A3C: Asynchronous Advantage Actor-Critic
25 Jan 2019Reading Group: Asynchronous Methods for Deep Reinforcement Learning (Mnih et al.)
Motivation
The sequence of observed data encountered by an online RL agent is non-stationary, and online RL updates are strongly correlated. By storing the agent's data in an experience replay memory, the data can be batched or randomly sampled from different time steps.

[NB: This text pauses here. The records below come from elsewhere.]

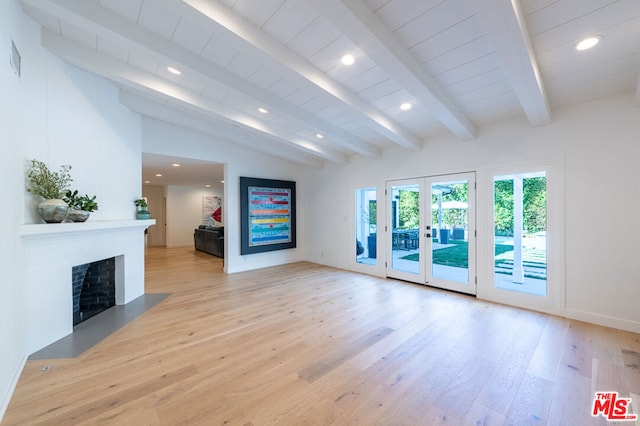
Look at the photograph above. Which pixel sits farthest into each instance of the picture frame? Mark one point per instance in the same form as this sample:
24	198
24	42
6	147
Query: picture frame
267	215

Drawbacks of Experience Replay
- Uses more memory and computation per interaction
- Requires off-policy learning algorithms
Asynchronous RL Framework
The paper presents multi-threaded asynchronous variants of:
- One-step SARSA
- One-step Q-learning
- N-step Q-learning
- Advantage actor-critic (A3C)
Key insight: Actor-critic is an on-policy search method while Q-learning is an off-policy value-based method. Running multiple agents in parallel on different threads provides diverse, decorrelated experience without replay memory.
Key Benefits
- Decorrelated updates: Different threads explore different parts of the environment
- No replay memory needed: Enables on-policy methods like actor-critic
- CPU-friendly: Runs on multi-core CPUs rather than requiring GPUs
Related Work
- Gorila Framework: Distributed RL with parameter servers
- Hogwild!: Lock-free parallel SGD